他の収容者から、一時的に収容を解かれる「仮放免」の手続きがあることを教えてもらい、面会ボランティアや支援団体に仮放免を相談。しかし、仮放免には、身元保証人、住居、保証金(法律上の上限は300万円)が必要だと知りました。保証金のための所持金はなく、保証人をお願いできる知り合い、住居のあてもなく、時間だけが過ぎていきました。

面会ボランティア経由で相談した弁護士に身元保証人を引き受けてもらい、2度目の仮放免申請で許可がおりました。収容期間1年6ヶ月。自由の身となりましたが、仮放免者は就労許可がでないため、働いて自立することもできず、自治体からの支援もなく、健康保険証ももらえません。
ホームレスになる難民たち

空港で無事、入国許可がおりた場合、入管での難民申請を行うことになります。例外はありますが、就労資格が得られるのは難民申請から8ヶ月後。それまでは、所持金と外務省の保護費、市民団体、友人知人からの支援で命をつなぐことになります。

外務省の保護費は、申請から数ヶ月後からの支給。希望する全員には支給されません。4ヶ月おきの見直しで、突然、支給停止される場合もあります。緊急シェルターは数に限りがあり、所持金もなくなり、保護費を受けられなく、路上生活を余儀なくされる難民も多くいます。中には、1年以上、公園でホームレス生活をした難民もいます。

そのような状況でも、入管への定期的な出頭、長時間のインタビュー、難民を立証するための書類の提出が求められます。生活基盤が脆弱ななか、書類等の作成に十分な準備ができず、結果として難民不認定になるケースがほとんどです。
2011年 国会決議の実現を

2011年11月、1951年の「難民の地位に関する条約」採択から60周年、また日本の同条約加入から30周年を記念して衆議院、参議院の本会議全会一致で「難民の保護と難民問題の解決策への継続的な取り組みに関する決議」が採択されました。

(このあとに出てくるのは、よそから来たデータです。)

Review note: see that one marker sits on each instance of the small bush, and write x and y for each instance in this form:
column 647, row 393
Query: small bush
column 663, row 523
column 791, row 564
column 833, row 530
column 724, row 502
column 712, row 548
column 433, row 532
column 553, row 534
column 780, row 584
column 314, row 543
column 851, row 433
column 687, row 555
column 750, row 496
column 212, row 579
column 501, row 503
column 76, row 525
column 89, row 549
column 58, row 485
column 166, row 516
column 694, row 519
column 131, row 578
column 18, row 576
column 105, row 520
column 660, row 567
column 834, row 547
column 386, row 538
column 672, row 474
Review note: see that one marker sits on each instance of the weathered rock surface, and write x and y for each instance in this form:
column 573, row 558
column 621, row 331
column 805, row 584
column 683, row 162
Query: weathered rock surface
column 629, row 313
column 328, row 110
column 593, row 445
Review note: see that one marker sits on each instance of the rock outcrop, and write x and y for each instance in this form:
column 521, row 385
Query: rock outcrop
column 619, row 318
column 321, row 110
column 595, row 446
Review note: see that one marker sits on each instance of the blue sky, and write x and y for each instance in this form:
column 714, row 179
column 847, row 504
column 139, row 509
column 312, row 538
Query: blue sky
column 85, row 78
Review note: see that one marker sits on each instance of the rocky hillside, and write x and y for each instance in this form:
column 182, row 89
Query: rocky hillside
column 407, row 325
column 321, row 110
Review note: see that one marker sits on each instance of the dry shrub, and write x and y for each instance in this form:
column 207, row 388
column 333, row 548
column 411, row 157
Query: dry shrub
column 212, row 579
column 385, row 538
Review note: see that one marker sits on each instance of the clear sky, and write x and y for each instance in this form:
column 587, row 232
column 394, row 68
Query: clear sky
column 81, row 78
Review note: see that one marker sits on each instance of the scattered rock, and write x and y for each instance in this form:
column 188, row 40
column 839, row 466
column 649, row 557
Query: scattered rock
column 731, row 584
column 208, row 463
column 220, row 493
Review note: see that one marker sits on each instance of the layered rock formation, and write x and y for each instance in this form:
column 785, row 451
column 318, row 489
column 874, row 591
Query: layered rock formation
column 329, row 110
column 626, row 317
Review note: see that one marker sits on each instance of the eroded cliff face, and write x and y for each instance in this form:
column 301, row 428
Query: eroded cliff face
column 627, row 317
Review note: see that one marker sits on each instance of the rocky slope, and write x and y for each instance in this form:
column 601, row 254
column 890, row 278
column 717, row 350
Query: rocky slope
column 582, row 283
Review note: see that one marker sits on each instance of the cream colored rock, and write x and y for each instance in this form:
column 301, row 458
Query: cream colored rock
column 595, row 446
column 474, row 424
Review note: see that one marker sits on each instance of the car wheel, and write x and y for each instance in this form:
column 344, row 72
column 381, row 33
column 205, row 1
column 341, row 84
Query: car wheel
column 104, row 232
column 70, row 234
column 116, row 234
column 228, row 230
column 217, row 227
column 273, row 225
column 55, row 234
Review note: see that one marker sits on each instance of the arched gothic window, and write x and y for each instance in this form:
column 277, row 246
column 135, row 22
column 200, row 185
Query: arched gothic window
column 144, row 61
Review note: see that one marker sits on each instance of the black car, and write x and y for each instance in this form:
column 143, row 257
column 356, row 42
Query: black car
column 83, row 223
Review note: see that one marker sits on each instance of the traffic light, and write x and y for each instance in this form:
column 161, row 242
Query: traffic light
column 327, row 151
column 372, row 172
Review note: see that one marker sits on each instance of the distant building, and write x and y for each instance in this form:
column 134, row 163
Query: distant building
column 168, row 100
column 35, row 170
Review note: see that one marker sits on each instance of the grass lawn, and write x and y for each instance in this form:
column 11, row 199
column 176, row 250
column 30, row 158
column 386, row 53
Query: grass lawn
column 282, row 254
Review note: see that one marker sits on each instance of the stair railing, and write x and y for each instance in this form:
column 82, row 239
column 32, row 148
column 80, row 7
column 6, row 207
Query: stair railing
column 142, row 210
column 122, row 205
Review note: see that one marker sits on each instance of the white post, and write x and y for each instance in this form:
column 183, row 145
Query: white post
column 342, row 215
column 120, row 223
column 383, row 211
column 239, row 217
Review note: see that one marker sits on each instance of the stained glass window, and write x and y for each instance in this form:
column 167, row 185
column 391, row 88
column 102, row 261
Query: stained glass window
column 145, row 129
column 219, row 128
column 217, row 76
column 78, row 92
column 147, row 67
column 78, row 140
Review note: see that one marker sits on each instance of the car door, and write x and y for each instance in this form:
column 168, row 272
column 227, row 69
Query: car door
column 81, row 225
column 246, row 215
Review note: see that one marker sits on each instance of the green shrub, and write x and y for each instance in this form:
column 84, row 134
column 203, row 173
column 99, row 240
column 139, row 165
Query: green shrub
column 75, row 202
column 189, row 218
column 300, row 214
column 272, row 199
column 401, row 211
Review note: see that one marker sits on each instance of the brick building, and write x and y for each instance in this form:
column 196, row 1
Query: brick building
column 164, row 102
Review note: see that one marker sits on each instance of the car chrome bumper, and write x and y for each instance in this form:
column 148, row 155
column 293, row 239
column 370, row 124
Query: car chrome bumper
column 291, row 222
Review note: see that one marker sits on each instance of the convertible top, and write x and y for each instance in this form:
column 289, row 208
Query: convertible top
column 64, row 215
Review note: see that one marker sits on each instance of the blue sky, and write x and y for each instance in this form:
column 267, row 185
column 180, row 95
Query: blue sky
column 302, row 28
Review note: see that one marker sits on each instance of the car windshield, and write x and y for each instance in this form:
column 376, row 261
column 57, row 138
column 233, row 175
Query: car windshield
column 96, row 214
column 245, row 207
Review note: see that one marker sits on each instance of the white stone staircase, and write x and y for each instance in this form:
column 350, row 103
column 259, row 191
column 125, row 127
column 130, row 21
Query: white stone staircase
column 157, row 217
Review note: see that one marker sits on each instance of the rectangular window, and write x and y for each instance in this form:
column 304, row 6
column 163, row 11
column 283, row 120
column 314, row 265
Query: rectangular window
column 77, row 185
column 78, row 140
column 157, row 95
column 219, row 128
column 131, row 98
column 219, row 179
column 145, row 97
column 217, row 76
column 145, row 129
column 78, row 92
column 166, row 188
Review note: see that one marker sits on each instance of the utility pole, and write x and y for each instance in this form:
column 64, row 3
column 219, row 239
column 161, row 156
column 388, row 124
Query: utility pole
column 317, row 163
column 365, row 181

「国際的組織や難民を支援する市民団体との連携を強化しつつ、国内における包括的な庇護制度の確立、第三国定住プログラムの更なる充実に向けて邁進する。同時に、対外的にも従来どおり我が国の外交政策方針にのっとった難民・避難民への支援を継続して行うことで、世界の難民問題の恒久的な解決と難民の保護の質的向上に向けて、アジアそして世界で主導的な役割を担う」と決議されました。日本の難民政策が大きく変わると内外から期待されました。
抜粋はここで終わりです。